ROANOKE TIMES

                         Roanoke Times
                 Copyright (c) 1995, Landmark Communications, Inc.

DATE: SUNDAY, January 15, 1995                   TAG: 9501160091
SECTION: BOOK                    PAGE: F-5   EDITION: METRO 
SOURCE: REVIEWED BY PEGGY C. DAVIS
DATELINE:                                 LENGTH: Short


LINDY BOGGS' MEMOIR IS A REAL PAGE-TURNER

WASHINGTON THROUGH A PURPLE VEIL. Memoirs of a Southern Lady. By Lindy Boggs with Katherine Hatch. Harcourt Brace. $24.95.

It's worth the price of this book to see a picture of the very stylish Cokie Roberts of NPR and ABC fame in the worst of the late '60s and early '70s hair styles sitting with her mother, Lindy Boggs, and other family members at the 1972 Democratic Convention. But fortunately for the reader, the book is not about Cokie or her lobbyist brother, or the late Hale Boggs.

It's about the diminutive woman who got into a Congressional hearing by adding a purple veil to her hat when she was a 24-year-old congressional bride in 1941 Washington, D.C.

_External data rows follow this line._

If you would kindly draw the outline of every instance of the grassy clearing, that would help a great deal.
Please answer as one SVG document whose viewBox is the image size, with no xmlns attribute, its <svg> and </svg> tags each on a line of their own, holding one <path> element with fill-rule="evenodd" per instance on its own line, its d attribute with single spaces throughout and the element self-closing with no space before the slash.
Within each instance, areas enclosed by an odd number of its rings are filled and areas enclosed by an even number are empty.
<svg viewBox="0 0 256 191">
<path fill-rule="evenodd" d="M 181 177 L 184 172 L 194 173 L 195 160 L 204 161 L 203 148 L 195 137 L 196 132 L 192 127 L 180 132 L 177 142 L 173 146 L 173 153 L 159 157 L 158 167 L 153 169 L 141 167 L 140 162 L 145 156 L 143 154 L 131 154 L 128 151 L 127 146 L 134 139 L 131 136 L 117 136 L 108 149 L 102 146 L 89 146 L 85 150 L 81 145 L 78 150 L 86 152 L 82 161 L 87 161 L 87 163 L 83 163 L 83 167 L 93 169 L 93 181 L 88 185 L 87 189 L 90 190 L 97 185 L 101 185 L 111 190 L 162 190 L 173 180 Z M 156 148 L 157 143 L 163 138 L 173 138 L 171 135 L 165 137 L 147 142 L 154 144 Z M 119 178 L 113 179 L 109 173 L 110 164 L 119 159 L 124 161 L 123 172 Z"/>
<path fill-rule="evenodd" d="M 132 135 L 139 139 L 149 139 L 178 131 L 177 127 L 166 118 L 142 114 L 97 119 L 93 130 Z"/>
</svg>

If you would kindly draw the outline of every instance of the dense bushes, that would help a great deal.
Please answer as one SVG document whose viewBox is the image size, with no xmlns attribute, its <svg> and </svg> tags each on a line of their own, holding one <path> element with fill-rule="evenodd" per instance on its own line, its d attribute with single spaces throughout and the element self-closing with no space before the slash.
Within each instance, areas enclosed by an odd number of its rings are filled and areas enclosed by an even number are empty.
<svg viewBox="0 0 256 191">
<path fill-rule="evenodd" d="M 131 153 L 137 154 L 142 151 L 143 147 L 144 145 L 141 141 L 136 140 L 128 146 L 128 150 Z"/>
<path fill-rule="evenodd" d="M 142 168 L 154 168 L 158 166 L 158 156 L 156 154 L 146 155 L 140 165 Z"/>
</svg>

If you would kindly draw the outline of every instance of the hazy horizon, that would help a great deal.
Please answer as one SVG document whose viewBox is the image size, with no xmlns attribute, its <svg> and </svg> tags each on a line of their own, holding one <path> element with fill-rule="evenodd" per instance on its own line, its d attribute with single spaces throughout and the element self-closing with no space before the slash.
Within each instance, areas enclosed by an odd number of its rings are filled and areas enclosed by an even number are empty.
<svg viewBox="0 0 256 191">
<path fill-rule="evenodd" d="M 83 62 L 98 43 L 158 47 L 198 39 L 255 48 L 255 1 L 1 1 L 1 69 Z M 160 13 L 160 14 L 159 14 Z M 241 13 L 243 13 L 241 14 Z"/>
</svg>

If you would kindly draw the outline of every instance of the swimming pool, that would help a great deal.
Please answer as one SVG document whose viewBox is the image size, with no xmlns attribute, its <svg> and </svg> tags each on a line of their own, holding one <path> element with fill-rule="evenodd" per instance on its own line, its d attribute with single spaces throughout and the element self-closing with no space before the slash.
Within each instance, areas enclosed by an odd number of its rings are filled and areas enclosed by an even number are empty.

The early chapters of this memoir of Marie Corrine Morrison Claiborne read like the opening of a Southern historical romance: the big house, the servants, the land-poor aristocracy of rural Louisiana and New Orleans. Disease, early death and chance lead to a childhood and teen-age life of variety and sophistication. The descriptions of this time and place are more interesting than you might expect. But the big story here is Lindy Boggs' life in Washington, D.C., and the circumstances that move her into a life of her own as a much admired and respected member of the U.S. House of Representatives. It's like eating peanuts; you can't stop turning the pages.

After reading this book and hearing Lindy Boggs interviewed on NPR and a couple of television programs, I believe she is just as nice as they say.

Peggy C. Davis reviews books regularly for this page.